[RFD]: Hardware Inventory API and Data Model Proposal

### Decision Goal

To agree on the core data models and API endpoints for a new Hardware Inventory contract, and to identify key areas that require further discussion before implementation.

### Category

Architecture

### Stakeholders / Affected Areas

Sys admins, magellan, SMD

### Decision Needed By

_No response_

### Problem Statement

OpenCHAMI currently lacks means for tracking Field Replaceable Units (FRUs) and other hardware. The existing process is focused on functional gathering (e.g., information required for power control) and relies on manual workflows and CLI tools that are not easily auditable or consumable by other services. This proposal aims to solve that problem by defining a core inventory contract and a corresponding set of APIs to establish a baseline, programmatic source of truth for all hardware in the system.

### Core Data Models

#### The `Device` Model

The `Device` model represents any physical hardware component that is uniquely trackable within the system, covering everything from top-level systems like servers and switches down to individual FRUs such as GPUs, NICs, or DIMMs. The primary qualification for an item to be a `Device` is that it can be uniquely identified, typically through a combination of its manufacturer, part number, and serial number discovered via an out-of-band management interface like Redfish. The rationale here is that all items that can be individually replaced are tracked as their own distinct entities. 

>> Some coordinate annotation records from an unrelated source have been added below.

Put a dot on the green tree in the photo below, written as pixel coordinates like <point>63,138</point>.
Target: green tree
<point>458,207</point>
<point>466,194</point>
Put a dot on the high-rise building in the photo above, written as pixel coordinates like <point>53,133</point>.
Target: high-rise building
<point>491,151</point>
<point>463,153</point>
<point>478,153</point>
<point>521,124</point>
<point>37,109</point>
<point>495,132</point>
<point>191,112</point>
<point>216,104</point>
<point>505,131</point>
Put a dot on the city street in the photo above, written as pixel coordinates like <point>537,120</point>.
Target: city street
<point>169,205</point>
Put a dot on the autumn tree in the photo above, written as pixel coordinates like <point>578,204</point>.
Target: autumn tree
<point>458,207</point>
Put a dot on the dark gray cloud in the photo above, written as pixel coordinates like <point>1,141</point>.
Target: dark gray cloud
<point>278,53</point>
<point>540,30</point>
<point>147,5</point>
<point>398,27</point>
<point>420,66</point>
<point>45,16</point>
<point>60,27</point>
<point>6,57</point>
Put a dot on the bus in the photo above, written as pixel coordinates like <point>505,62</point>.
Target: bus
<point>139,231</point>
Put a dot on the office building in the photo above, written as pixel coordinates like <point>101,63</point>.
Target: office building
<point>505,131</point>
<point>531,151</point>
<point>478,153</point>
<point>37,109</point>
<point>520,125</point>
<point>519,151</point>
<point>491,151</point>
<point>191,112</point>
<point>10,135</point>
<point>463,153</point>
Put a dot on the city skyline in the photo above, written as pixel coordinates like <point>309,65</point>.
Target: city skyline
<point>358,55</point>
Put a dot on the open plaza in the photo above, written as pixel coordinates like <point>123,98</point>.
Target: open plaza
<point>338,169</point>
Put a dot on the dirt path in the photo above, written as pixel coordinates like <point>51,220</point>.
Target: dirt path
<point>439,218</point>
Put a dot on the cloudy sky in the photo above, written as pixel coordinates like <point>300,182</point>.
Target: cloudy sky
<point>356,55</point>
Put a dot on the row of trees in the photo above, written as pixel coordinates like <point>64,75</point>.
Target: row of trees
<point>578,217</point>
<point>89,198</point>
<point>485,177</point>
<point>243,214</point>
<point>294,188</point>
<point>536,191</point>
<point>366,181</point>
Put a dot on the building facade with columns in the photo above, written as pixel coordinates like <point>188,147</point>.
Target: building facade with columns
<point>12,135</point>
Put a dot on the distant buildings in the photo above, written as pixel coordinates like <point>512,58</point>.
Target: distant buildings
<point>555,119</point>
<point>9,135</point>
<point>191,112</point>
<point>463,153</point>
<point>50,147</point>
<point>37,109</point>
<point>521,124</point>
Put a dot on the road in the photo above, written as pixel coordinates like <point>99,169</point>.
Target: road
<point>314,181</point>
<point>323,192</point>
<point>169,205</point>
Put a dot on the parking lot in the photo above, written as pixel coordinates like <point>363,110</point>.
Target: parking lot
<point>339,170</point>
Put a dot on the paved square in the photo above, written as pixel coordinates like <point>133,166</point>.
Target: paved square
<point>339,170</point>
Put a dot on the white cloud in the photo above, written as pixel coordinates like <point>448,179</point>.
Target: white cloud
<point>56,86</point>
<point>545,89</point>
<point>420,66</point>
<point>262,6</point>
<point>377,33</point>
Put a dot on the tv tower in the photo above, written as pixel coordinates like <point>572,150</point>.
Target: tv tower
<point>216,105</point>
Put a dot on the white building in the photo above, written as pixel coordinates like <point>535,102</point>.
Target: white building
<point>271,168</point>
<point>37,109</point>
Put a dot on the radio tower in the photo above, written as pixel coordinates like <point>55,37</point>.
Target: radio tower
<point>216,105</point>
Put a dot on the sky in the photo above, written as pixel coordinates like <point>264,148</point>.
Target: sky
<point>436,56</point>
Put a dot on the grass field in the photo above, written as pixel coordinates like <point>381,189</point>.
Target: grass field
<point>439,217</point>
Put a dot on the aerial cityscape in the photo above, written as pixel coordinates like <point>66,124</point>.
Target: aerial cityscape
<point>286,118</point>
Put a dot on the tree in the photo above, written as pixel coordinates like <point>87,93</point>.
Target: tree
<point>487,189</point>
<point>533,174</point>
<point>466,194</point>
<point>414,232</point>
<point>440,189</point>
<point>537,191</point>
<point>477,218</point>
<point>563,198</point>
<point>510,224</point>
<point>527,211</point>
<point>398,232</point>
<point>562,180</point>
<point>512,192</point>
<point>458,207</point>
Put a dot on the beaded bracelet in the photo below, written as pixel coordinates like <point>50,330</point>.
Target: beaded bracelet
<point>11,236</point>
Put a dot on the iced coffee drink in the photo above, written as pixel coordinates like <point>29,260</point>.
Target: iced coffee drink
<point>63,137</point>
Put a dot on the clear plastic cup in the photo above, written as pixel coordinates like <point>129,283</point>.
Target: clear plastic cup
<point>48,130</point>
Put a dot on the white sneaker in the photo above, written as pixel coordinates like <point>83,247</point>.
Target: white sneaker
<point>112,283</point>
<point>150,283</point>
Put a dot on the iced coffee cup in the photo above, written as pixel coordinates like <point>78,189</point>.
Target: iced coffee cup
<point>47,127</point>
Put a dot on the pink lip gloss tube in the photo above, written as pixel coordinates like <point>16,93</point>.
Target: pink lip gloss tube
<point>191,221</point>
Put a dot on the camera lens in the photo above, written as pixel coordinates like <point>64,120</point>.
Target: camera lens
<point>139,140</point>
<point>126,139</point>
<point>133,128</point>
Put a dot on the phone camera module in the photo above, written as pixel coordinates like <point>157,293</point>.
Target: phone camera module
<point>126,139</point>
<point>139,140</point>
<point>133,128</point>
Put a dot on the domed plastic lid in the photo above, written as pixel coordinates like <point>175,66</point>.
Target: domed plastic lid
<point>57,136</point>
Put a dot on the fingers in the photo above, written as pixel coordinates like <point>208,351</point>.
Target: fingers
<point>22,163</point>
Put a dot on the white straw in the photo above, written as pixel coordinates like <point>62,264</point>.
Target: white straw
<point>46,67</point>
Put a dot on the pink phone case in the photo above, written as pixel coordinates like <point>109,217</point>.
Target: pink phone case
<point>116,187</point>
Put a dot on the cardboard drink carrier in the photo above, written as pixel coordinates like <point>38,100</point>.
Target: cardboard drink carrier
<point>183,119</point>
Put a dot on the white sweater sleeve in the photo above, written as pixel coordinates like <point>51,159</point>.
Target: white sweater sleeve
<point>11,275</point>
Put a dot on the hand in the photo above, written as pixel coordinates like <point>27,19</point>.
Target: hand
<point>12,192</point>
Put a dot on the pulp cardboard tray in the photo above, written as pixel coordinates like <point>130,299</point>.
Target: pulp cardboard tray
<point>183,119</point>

When storing `cables`, information about connections (such as when a node is connected to a switch) may be stored in the properties field. Best practice is to store this information as a connection with `endpointA` that lists a `port` and `deviceID` and `endpointB` that lists a `port` and `deviceID` to model the connection.

**Core fields**
* `id` (UUID): The permanent, unique identifier for the hardware.
* `deviceType` (Enum): The type of hardware (e.g., "Node", "GPU", "Rack").
* `manufacturer` (String): The manufacturer name.
* `partNumber` (String): The part number.
* `serialNumber` (String): The serial number.
* `parentID` (UUID): The parent device of this device. If null, this is a top-level device (i.e., a `rack`; dimms are children of nodes, etc.).
* `childrenDeviceIds` (Array of UUIDs): A read-only list of devices contained within this one. Calculated on-request, not stored (to avoid frequent updates).

**Arbitrary key-value store**
* `properties` (Map of strings to JSON values): An arbitrary key-value map for storing additional, non-standard attributes.

<details><summary>Properties information</summary>

### The `properties` Field for Custom Attributes

To resolve the open question regarding custom attributes, a `properties` field will be in the `Device` model. This field allows storing arbitrary key-value data that is not covered by the core model fields.

The `properties` field is a map where keys are strings and values can be any valid JSON type (string, number, boolean, null, array, or object). To ensure consistency and usability, the following constraints and guidelines apply.

#### Constraints on Keys

* all keys must be in lowercase `snake_case`.
* keys may only contain lowercase alphanumeric characters (`a-z`, `0-9`), underscores (`_`), and dots (`.`).
* the dot character (`.`) is used exclusively as a namespace separator to group related attributes (e.g., `bios.release_date`).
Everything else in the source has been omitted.